Ansible: Up and Running (2015)
Chapter 8. Roles: Scaling Up Your Playbooks
One of the things I like about Ansible is how it scales both up and down. I’m not referring to the number of hosts you’re managing, but rather the complexity of the jobs you’re trying to automate.
Ansible scales down well because simple tasks are easy to implement. It scales up well because it provides mechanisms for decomposing complex jobs into smaller pieces.
In Ansible, the role is the primary mechanism for breaking apart a playbook into multiple files. This simplifies writing complex playbooks, and it also makes them easier to reuse. Think of a role as something you assign to one or more hosts. For example, you’d assign a database role to the hosts that will act as database servers.
Basic Structure of a Role
An Ansible role has a name, such as “database.” Files associated with the database role go in the roles/database directory, which contains the following files and directories.
roles/database/tasks/main.yml
Tasks
roles/database/files/
Holds files to be uploaded to hosts
roles/database/templates/
Holds Jinja2 template files
roles/database/handlers/main.yml
Handlers
roles/database/vars/main.yml
Variables that shouldn’t be overridden
roles/database/defaults/main.yml
Default variables that can be overridden
roles/database/meta/main.yml
Dependency information about a role
Each individual file is optional; if your role doesn’t have any handlers, there’s no need to have an empty handlers/main.yml file.

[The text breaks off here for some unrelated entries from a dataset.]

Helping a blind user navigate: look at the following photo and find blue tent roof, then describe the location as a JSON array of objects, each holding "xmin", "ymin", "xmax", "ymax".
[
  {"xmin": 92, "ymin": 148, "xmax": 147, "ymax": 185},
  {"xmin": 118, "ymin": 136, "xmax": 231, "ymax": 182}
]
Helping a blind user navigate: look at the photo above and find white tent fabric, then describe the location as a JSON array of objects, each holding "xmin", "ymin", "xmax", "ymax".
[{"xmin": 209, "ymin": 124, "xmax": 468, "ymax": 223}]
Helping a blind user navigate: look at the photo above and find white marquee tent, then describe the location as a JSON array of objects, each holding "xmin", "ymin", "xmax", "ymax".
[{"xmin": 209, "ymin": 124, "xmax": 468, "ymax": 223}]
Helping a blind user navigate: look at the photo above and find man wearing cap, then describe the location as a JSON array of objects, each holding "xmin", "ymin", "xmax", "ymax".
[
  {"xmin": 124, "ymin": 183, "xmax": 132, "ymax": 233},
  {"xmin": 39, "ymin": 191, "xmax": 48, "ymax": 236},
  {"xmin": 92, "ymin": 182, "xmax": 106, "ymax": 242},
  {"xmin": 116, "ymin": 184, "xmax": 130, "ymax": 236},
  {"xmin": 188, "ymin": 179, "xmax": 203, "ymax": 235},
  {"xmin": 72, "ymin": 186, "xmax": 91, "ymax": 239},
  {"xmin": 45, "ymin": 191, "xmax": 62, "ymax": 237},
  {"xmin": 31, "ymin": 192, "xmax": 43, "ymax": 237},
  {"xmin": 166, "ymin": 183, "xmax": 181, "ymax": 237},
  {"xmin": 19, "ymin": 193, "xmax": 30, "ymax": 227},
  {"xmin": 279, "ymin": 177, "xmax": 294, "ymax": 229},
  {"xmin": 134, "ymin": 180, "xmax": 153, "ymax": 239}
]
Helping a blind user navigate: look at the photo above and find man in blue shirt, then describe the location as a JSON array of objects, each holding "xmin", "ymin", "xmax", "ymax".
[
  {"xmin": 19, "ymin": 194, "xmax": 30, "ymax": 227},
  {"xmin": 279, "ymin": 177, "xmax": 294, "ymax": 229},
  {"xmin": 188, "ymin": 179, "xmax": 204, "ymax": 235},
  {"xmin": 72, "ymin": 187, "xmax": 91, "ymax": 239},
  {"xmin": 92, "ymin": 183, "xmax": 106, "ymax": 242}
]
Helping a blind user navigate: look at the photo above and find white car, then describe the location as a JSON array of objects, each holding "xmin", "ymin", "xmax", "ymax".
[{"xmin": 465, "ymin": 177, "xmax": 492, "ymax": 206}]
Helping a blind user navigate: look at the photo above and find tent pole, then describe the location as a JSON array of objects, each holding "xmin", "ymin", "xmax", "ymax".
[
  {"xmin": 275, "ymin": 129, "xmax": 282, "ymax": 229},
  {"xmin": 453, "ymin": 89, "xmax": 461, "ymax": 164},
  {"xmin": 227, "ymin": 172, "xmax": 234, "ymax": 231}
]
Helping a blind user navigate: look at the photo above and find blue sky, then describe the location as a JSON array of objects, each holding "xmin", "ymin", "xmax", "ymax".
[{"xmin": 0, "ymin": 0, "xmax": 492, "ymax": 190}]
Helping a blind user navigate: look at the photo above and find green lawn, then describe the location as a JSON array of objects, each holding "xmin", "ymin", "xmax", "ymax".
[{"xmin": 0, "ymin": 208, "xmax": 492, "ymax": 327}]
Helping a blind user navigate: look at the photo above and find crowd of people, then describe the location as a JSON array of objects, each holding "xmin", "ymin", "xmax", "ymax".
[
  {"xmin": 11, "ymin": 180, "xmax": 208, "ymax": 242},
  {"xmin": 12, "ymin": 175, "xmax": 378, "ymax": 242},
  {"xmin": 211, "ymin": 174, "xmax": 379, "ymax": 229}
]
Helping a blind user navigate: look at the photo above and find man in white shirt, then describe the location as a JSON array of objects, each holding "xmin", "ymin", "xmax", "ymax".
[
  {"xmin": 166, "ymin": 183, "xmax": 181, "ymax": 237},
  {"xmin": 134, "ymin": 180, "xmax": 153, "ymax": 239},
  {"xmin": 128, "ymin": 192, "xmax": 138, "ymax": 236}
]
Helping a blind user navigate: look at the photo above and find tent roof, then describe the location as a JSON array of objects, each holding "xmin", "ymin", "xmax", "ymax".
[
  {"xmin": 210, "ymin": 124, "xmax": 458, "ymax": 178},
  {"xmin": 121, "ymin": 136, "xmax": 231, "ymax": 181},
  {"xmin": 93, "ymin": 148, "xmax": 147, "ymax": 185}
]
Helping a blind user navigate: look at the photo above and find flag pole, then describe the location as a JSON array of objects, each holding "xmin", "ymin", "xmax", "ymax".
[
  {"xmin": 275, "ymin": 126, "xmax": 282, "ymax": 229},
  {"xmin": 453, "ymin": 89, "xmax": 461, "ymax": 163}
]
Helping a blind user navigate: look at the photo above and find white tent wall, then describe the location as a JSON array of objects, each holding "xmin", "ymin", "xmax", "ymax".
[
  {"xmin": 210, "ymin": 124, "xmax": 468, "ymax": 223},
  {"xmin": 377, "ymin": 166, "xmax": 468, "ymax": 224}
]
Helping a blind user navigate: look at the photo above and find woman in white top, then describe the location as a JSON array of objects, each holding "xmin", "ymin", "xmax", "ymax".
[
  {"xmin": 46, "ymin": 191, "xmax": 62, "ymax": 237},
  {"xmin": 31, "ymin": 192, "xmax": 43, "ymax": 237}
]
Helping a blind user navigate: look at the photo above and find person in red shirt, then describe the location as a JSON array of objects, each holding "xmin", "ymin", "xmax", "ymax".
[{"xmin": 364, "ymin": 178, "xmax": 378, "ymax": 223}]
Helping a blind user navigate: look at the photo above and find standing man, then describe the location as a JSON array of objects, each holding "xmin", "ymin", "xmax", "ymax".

WHERE DOES ANSIBLE LOOK FOR MY ROLES?
Ansible will look for roles in the roles directory alongside your . playbooks. It will also look for systemwide roles in /etc/ansible/roles. You can customize the system-wide location of roles by setting the roles_path setting in the defaults section of your ansible.cfg file, as shown in Example 8-1.
EXAMPLE 8-1. ANSIBLE.CFG: OVERRIDING DEFAULT ROLES PATH
[defaults]
roles_path = ~/ansible_roles
You can also override this by setting the ANSIBLE_ROLES_PATH environment variable, as described in Appendix B.
Example: Database and Mezzanine Roles
Let’s take our Mezzanine playbook and implement it with Ansible roles. We could create a single role called “mezzanine,” but instead I’m going to break out the deployment of the Postgres database into a separate role called “database.” This will make it easier to eventually deploy the database on a host separate from the Mezzanine application.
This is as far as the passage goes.